Pendant ces trois années, la revue a tenté, de son propre aveu, de « redécouvrir et se réapproprier » les marxismes en France, d’un point de vue critique et ouvert. La revue a notamment mis au cœur de ses chantiers la publication des courants, auteurs et autrices non francophones, la (re)découverte de thématiques parfois sous-traitées dans le marxisme français (féminisme, antiracisme, études culturelles, écologie politique, questions esthétiques, opéraïsme, théories de la forme-valeur) et a enfin entrepris de revisiter des questions plus classiques liées à l’histoire du mouvement ouvrier ou à l’économie politique.

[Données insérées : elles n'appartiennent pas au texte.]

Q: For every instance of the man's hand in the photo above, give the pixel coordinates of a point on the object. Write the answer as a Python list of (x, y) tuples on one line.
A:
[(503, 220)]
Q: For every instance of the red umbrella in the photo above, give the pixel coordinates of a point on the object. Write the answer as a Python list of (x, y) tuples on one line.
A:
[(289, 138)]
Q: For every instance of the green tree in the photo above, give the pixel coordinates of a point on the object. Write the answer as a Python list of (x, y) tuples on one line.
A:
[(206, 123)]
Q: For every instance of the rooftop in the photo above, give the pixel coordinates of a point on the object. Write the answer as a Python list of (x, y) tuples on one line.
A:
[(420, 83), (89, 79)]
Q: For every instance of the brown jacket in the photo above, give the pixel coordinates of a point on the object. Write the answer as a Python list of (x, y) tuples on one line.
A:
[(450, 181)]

C’est avec cette ambition que, pour cette journée anniversaire, Période a réuni pas moins de 11 intervenants et intervenantes, pour réaliser des entretiens publics : l’enjeu était de se ressaisir de questions qui marquent la conjoncture au prisme de la théorie. Ainsi, on a pu entendre le philosophe Étienne Balibar nous raconter ses folles années althussériennes, pendant lesquelles une solide équipe théoricienne jouait aux équilibristes entre un parti communiste désorienté par sa déstalinisation et l’effervescence gauchiste du maoïsme français. Il a rappelé comment l’époque les a amenés à réinterroger la forme-parti, l’articulation entre partis et mouvements, ainsi que leur rapport tortueux aux enseignements d’Antonio Gramsci. Par la suite, Jean-Marc Rouillan a été interrogé sur la composition de classe du prolétariat contemporain ; il est revenu sur un concept forgé tout au long de sa militance, celui du prolétaire transnational, véritable adversaire d’un capital devenu mondialisé. Stefan Kipfer, géographe critique, a détaillé les mécanismes de domination raciale perpétués par la planification et la rénovation urbaines. Claude Serfati, économiste marxiste, a mis en lumière la place stratégique des industries militaires et sécuritaires en France, pour éclairer le fonctionnement concret de l’impérialisme français, sa place dans le concert des nations européennes et dans les rivalités de puissances à l’échelle régionale. Frédéric Lordon, qu’on ne présente plus, a été interrogé sur la continuité de son parcours : comment passe-t-on de la modélisation hétérodoxe des cycles économiques à Nuit Debout ? Quel est le chemin de Kaldor et Goodwin à Spinoza ? Olivier Neveux, professeur d’histoire et d’esthétique du théâtre à l’ENS Lyon, a par la suite mis en défaut les schémas canoniques du cinéma et du théâtre de gauche ; plutôt qu’un art qui dévoile les structures de la domination, il a insisté sur l’importance de reconstituer un imaginaire émancipé, une attention renouvelée aux possibilités de transformation – autant de capacités esthétiques mises à mal par la déferlante néolibérale, dans les arts et spectacles comme dans la vie de tous les jours.
Toutes ces réjouissances ont pu donner à voir un large spectre de la réflexion marxiste aujourd’hui ; davantage comme un vaste chantier en construction que comme un nouveau catéchisme ; une élaboration qui entend bien maintenir ouverte et vivante l’hypothèse du communisme.